Lineman could always post a bit more information and remove half the possibility just by telling us more or posting a picture of the control panel and the motor pecker head. I would also like to see the amps at starting with all 3 leads in a amp clamp.


----------



## JRaef (Mar 23, 2009)

Lineman71373 said:


> ...
> 
> Opened all connections and checked continuity. All checked good.


Continuity on a motor just means it has not (yet) caught on fire and melted the windings... You are checking the winding insulation with a 9VDC battery; even really bad insulation can hold up to that. 

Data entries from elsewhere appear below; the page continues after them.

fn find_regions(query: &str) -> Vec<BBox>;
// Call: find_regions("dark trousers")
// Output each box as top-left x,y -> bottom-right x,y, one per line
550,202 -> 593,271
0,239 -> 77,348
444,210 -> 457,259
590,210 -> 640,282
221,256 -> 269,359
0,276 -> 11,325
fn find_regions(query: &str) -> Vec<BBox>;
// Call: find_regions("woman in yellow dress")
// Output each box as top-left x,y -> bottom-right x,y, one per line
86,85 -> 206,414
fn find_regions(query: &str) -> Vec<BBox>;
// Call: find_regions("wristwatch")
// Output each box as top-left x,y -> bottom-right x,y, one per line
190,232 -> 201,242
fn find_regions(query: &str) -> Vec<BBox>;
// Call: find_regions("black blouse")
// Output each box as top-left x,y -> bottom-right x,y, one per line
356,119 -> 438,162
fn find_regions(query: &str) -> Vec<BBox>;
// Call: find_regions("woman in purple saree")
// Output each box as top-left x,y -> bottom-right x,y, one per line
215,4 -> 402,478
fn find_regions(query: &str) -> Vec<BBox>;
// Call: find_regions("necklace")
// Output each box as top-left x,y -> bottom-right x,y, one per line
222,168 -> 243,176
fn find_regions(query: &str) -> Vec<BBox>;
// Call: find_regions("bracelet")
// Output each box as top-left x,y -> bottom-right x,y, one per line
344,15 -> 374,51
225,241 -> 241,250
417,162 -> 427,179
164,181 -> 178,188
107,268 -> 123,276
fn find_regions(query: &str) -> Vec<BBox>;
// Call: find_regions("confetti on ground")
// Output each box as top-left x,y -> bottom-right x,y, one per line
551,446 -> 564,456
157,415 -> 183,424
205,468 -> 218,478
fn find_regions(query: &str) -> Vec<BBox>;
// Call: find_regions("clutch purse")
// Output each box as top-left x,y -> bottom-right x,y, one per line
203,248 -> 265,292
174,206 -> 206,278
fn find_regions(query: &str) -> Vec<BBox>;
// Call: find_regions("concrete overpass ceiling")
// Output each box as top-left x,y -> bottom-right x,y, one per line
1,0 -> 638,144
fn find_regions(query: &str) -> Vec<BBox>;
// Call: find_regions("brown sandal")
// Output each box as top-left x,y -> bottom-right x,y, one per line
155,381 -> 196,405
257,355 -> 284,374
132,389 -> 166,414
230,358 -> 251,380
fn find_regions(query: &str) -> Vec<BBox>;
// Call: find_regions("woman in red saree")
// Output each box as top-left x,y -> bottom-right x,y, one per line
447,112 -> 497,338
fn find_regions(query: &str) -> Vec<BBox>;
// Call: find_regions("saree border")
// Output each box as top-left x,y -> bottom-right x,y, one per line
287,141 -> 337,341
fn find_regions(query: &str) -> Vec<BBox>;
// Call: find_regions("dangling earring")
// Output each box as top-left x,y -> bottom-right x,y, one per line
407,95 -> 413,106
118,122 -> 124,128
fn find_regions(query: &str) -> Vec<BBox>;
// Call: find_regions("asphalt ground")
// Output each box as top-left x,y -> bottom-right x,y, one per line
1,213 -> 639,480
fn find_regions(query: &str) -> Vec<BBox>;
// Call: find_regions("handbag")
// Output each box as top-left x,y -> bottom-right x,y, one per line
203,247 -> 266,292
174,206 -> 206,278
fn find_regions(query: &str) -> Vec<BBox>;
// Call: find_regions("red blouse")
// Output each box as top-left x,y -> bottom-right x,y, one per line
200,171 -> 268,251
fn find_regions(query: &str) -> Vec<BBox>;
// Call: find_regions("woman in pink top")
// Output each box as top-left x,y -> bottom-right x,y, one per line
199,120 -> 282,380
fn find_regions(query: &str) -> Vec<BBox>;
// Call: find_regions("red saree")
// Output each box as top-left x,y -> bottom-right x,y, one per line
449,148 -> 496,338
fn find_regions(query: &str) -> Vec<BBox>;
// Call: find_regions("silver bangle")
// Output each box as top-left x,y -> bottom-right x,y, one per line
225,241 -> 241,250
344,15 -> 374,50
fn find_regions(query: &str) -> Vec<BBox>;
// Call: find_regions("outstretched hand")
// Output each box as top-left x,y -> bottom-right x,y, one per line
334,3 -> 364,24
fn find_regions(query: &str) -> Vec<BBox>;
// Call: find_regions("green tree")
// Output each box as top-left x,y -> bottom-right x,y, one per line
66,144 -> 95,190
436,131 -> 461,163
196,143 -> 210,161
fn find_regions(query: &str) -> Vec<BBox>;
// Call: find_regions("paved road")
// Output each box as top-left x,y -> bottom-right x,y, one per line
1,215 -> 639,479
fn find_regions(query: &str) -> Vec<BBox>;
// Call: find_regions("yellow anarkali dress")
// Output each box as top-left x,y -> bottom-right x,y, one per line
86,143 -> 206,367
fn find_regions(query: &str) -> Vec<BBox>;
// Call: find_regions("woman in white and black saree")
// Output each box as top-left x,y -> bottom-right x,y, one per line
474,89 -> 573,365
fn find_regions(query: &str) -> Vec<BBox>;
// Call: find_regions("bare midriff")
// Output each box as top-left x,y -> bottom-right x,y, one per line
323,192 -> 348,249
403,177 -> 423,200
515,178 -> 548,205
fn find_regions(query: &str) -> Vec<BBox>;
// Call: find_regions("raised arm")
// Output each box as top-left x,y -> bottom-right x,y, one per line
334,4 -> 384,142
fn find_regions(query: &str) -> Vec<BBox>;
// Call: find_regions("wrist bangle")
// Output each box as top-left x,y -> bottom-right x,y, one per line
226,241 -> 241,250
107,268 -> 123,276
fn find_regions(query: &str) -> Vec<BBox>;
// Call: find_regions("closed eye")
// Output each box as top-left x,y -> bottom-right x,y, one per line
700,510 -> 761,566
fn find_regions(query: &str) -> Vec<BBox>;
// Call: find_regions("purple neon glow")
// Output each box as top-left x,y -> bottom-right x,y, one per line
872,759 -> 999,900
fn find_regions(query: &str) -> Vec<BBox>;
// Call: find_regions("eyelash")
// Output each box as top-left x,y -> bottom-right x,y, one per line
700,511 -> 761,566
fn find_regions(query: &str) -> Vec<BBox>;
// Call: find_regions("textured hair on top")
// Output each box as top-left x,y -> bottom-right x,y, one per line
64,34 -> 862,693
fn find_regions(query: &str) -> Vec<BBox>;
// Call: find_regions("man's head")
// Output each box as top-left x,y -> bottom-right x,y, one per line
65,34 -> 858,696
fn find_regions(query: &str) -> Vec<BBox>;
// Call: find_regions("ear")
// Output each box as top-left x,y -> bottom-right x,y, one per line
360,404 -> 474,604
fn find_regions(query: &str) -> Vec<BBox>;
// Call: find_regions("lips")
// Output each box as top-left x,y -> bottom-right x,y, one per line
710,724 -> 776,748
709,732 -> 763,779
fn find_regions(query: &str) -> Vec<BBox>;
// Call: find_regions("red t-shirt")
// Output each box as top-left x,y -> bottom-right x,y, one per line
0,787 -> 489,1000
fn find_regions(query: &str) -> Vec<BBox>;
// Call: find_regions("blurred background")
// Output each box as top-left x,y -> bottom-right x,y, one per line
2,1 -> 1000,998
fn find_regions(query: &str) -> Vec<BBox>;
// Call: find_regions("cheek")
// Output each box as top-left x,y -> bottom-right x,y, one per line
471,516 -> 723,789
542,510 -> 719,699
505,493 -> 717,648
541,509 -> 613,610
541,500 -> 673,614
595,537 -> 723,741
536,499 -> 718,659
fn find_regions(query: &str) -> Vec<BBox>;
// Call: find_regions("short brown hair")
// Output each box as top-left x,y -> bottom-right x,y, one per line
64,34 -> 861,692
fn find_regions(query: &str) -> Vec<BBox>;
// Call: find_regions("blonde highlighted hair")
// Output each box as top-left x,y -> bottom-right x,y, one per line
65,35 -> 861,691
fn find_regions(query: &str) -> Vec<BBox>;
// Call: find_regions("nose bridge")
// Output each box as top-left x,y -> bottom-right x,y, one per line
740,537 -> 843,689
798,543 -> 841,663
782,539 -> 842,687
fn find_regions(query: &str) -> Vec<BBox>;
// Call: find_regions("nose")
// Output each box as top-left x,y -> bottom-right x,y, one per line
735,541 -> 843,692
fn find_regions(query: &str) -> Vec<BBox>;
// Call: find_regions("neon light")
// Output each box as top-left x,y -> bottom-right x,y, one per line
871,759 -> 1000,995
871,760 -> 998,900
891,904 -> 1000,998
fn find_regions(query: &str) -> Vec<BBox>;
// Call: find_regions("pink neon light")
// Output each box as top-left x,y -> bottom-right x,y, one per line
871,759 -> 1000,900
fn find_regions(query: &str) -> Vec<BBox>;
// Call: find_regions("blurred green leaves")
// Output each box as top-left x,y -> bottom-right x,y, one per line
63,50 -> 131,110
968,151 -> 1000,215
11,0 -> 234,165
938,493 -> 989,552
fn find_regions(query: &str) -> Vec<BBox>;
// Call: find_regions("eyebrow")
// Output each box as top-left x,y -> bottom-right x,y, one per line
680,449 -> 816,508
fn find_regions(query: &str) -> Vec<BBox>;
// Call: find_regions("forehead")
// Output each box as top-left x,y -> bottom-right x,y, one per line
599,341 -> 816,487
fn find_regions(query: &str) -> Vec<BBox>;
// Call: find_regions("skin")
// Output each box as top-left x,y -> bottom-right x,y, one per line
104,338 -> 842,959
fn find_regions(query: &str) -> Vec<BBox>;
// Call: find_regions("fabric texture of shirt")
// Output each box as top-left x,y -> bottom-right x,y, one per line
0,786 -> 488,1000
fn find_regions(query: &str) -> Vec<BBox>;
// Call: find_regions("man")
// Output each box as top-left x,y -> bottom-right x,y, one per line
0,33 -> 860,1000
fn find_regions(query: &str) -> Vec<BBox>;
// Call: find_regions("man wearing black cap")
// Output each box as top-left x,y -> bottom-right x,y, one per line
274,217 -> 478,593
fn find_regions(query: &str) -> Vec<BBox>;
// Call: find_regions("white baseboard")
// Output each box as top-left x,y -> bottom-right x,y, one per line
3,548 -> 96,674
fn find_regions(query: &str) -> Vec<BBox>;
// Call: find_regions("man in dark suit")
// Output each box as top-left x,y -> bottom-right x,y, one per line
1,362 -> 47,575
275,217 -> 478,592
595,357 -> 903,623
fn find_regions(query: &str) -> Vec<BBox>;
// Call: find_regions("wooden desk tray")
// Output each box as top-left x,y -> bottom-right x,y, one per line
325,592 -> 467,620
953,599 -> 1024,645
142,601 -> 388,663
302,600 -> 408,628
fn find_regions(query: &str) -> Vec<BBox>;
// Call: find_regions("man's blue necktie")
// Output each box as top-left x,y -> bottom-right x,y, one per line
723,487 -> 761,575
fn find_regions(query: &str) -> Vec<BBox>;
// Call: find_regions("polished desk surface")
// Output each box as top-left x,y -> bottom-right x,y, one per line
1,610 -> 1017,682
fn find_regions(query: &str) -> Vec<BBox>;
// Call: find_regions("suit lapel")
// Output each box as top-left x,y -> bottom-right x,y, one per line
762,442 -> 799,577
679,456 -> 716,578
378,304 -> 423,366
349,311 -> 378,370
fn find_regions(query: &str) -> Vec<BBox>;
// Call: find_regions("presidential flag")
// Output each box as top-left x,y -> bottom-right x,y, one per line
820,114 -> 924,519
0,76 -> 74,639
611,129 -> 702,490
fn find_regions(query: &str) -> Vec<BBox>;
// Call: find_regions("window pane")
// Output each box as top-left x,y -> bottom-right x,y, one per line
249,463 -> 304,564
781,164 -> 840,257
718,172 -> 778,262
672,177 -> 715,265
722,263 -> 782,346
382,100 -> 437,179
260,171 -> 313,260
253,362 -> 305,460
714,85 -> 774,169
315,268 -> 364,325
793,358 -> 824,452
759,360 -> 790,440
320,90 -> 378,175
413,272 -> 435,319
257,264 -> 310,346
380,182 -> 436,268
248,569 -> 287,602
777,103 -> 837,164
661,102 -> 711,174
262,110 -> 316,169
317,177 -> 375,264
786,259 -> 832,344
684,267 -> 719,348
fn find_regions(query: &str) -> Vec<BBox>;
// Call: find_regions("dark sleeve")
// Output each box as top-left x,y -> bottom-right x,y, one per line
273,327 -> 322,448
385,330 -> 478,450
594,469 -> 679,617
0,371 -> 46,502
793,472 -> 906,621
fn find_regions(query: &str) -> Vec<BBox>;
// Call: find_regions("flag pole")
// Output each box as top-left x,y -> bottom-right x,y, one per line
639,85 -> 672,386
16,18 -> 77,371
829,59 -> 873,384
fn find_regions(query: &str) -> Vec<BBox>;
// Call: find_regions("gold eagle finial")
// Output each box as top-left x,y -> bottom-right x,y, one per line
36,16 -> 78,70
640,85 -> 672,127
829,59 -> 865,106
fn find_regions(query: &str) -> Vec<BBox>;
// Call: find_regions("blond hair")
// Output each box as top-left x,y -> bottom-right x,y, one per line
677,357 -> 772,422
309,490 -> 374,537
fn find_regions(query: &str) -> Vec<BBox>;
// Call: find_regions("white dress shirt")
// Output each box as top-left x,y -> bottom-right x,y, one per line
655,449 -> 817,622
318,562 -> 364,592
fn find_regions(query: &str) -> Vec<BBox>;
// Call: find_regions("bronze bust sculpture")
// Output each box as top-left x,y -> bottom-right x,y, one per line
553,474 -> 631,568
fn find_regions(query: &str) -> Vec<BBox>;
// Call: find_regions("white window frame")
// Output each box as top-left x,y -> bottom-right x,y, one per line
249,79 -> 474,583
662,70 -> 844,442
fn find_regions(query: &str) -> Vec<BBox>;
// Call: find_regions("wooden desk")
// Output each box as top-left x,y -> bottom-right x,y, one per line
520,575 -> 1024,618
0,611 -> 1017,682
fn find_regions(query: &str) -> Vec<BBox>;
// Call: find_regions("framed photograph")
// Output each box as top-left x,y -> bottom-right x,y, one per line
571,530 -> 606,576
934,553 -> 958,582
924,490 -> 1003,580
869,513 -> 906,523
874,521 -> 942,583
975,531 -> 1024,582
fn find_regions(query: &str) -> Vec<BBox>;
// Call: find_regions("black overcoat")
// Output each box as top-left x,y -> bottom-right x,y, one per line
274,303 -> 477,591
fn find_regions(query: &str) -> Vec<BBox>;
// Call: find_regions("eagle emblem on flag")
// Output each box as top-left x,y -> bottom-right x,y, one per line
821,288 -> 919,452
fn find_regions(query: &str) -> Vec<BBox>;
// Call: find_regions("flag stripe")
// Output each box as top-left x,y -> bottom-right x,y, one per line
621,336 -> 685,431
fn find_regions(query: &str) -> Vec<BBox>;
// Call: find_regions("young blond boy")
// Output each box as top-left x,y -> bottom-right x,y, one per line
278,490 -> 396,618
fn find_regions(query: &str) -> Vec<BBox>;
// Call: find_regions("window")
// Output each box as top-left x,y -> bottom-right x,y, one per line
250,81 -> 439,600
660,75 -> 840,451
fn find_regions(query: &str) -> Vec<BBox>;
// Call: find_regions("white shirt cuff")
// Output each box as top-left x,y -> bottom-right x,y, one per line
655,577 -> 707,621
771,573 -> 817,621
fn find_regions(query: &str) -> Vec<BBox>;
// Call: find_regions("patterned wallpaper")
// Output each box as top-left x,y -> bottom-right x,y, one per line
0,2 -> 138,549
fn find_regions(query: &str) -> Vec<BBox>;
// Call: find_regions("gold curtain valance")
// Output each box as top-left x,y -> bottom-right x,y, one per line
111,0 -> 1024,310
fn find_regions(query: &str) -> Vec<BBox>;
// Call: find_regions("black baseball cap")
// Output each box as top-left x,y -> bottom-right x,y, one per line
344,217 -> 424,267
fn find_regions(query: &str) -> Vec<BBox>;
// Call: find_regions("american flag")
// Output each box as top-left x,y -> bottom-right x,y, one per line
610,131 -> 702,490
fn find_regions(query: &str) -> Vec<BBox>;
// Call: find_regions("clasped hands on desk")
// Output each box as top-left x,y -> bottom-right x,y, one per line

You NEED to get a megger on it as tesla said a while ago. It sounds as though you have deteriorated winding insulation creating a phase-to-phase or phase-to-ground high resistance short and you are not able to see it with your DMM.


----------



## paulengr (Oct 8, 2017)

JRaef said:


> Continuity on a motor just means it has not (yet) caught on fire and melted the windings... You are checking the winding insulation with a 9VDC battery; even really bad insulation can hold up to that.
> 
> You NEED to get a megger on it as tesla said a while ago. It sounds as though you have deteriorated winding insulation creating a phase-to-phase or phase-to-ground high resistance short and you are not able to see it with your DMM.




The first thing you are measuring with resistance to ground/frame aka “megger test” is the capacitance of the motor ground wall insulation. It takes about 8-10 seconds to charge up the capacitor with the recommended voltages (500 V for all motors under 1000 V). At 9 V it will take about 4 hours. The insulation capacitance is not an indicator of anything. After that you are measuring leakage and polarization. At 10 minutes at 500 V the polarization is pretty much gone and all that is left is leakage.

So as an example that had this issue a waste water plant had a 10 HP motor. The pump contractor tested it with a multimeter and said it was fine. But when they reinstalled it, it ran for a minute before tripping the overload relay. So they swapped it out. I have a high range DMM and got 20 megaohms....again with 9 V. Then I switched to 500 V with a megger and it didn’t even reach 500 V (shorting out the meter). This is typical for marginal motors.